G.X. Additional resources
Khronos provides two samples related to mesh shading: a very basic one (without the usual detailed README) and a more advanced one. They also have a blog post on the topic. Moreover, the related GLSL/OpenGL extension has its own specification (information about finer aspects of task/mesh shaders is sparse outside of this document). You may also want to take a look at the following materials:
- A very clear XDC 2022 presentation by Ricardo Garcia (the short format implies that it is not too detailed; still, it contains good practical advice).
- A nice blog post by Jglrxavpok.
- A Vulkanised 2023 presentation by Timur Kristóf about mesh shading in Vulkan (also see this blog post of his, though it predates the Vulkan extension he helped develop).

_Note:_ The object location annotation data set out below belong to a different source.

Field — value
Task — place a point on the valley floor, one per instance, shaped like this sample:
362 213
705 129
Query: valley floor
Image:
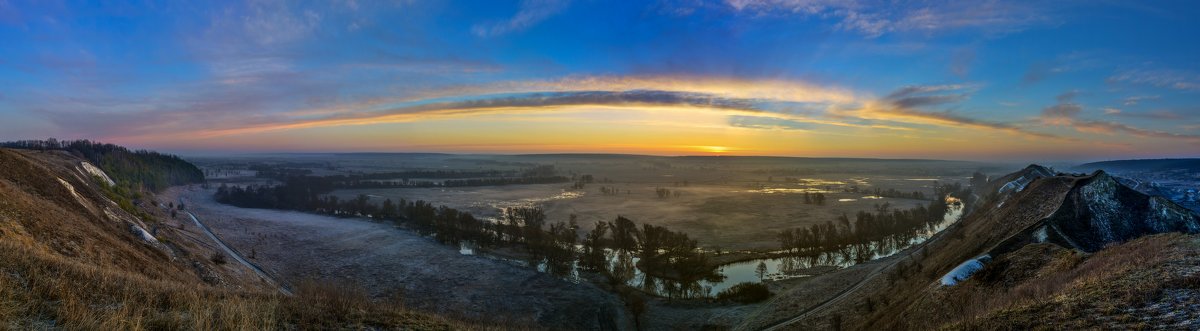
388 262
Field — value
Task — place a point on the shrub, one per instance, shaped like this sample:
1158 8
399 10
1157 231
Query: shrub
745 293
219 258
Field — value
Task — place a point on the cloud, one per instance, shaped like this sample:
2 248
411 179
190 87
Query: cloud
1161 78
1135 100
531 13
911 104
876 18
763 122
1109 127
1066 113
1151 115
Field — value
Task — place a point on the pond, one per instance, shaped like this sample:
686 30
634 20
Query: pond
778 269
786 268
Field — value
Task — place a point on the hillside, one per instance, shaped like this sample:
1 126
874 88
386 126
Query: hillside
1060 252
72 258
1039 251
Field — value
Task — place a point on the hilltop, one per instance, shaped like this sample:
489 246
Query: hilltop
75 257
1043 250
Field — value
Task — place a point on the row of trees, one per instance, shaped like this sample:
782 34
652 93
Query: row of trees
131 170
814 198
607 248
882 228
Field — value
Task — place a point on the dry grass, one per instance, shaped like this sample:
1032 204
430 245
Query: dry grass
65 263
1101 292
40 289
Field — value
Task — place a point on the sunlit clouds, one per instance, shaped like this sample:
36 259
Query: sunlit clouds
939 79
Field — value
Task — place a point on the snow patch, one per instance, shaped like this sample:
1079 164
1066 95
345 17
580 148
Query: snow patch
1041 235
965 270
70 187
142 233
96 172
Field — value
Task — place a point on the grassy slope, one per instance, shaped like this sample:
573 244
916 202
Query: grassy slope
69 260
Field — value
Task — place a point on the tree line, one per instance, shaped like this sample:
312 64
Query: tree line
131 170
886 227
607 248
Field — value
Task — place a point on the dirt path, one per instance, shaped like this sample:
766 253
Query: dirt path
238 256
829 301
387 263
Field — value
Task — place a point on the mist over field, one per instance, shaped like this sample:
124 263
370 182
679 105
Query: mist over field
571 164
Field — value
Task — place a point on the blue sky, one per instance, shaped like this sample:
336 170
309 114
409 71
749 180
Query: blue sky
948 79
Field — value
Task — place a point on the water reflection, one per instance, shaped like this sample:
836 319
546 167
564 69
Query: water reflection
791 266
623 265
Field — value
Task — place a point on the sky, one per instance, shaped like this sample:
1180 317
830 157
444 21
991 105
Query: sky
990 80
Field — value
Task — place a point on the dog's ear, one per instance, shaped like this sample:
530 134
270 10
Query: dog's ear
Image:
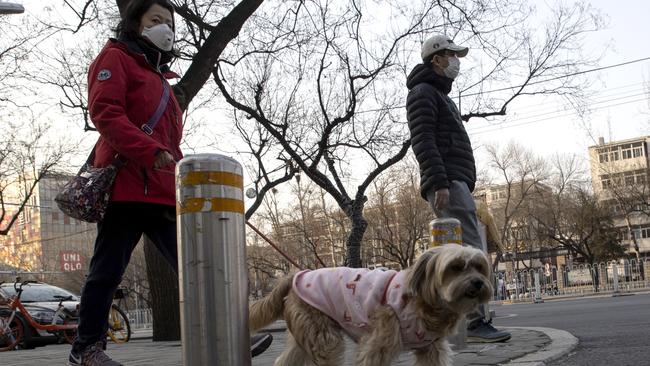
418 272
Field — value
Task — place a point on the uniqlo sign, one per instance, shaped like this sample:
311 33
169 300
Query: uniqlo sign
70 261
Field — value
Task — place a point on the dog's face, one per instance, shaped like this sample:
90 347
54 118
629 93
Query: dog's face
457 275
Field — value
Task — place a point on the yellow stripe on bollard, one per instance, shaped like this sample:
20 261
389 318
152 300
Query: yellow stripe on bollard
216 204
196 178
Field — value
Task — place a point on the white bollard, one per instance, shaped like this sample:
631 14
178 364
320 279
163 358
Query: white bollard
615 279
212 261
538 292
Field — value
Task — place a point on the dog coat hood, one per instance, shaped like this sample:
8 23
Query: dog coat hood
351 295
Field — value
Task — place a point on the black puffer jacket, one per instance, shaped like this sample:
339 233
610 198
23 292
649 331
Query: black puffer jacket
438 137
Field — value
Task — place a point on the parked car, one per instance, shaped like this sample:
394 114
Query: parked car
38 299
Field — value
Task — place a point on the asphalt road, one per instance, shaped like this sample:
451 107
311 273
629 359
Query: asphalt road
613 331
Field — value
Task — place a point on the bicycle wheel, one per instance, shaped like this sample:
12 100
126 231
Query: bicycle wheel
10 334
119 328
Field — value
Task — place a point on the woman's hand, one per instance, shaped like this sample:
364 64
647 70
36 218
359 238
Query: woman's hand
442 199
163 159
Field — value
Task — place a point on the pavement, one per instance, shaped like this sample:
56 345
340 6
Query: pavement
531 346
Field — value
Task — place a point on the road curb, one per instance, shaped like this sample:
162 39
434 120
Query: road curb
562 342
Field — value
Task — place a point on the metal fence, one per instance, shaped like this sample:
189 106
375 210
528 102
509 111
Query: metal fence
140 319
585 279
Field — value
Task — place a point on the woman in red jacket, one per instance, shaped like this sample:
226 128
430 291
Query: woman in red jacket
126 87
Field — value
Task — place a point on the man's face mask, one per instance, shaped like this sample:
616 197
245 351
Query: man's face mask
452 70
160 35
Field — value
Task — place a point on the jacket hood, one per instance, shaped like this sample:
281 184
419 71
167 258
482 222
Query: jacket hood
422 73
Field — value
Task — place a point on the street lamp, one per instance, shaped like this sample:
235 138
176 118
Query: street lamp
11 8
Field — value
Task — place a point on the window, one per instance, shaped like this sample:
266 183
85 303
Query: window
602 158
626 151
637 151
645 232
605 182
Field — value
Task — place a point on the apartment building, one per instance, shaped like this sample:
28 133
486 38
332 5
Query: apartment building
619 175
43 238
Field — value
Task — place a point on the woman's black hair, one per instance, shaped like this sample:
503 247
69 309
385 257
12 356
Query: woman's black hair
132 15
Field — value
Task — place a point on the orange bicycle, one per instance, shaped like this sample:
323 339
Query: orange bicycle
63 323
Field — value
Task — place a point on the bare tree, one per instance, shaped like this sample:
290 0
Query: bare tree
520 185
26 157
398 218
577 221
204 30
321 78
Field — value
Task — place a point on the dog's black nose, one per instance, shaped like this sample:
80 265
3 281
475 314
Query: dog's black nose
478 284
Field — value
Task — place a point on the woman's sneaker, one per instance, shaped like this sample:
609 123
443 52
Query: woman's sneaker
260 342
481 331
92 356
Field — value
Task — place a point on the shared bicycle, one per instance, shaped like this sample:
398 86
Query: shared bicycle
64 323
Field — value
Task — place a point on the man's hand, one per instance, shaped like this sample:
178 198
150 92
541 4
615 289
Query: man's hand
442 199
163 159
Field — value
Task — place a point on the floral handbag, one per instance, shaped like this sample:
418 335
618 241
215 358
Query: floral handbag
86 196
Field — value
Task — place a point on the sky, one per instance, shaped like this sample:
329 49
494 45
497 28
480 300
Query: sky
620 108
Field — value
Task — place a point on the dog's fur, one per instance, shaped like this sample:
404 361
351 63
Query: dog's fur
446 283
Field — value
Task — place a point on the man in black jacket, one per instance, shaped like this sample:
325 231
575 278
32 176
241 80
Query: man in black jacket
444 152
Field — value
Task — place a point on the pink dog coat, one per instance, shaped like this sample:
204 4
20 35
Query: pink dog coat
351 295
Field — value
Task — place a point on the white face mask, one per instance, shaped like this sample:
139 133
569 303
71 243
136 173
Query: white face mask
453 68
161 35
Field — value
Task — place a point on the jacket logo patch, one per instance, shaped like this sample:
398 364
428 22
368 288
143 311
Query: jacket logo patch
104 74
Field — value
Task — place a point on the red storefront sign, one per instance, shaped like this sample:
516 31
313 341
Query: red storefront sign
70 261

- A SIGGRAPH presentation by Brian Karis about Nanite, a component of Unreal Engine 5 that relies on mesh shading. Note that Nanite also handles rasterization in a custom manner: large enough triangles go through the classical hardware rasterizer, but they handle small triangles through a custom, compute shader-based rasterizer. They do this because the hardwired rasterizers of modern GPUs have bad performance for small/thin triangles (SimonDev has a great video on the topic). The results for both types of triangles are then assembled in another compute shader, where color information also gets computed (the presentation discusses some interesting tricks). A tangentially related blog post by Maister contains some additional information on implementing a Vulkan-based Nanite-like renderer; this series of posts by Jglrxavpok also looks very interesting, and so does this blog post by John Hable (whose entire blog is worth checking out). For justification as to why rendering pipelines are based on blocks of 2x2 pixels (which is the root of most hardware rasterizer limitations), see this blog post on derivatives.
H. Device groups
Device groups were introduced in an extension which is part of core Vulkan since version 1.1. It enables using distinct physical GPUs as if they were one and the same. This is mostly useful for doing things à la NVLink. This extension is very niche so we will not discuss it in further detail: just know that it exists.
X. Additional resources
Charles Giessen gave a presentation about modern renderers at Vulkanised 2025, where he discusses most of the techniques mentioned above. It can serve as a good recap of this chapter.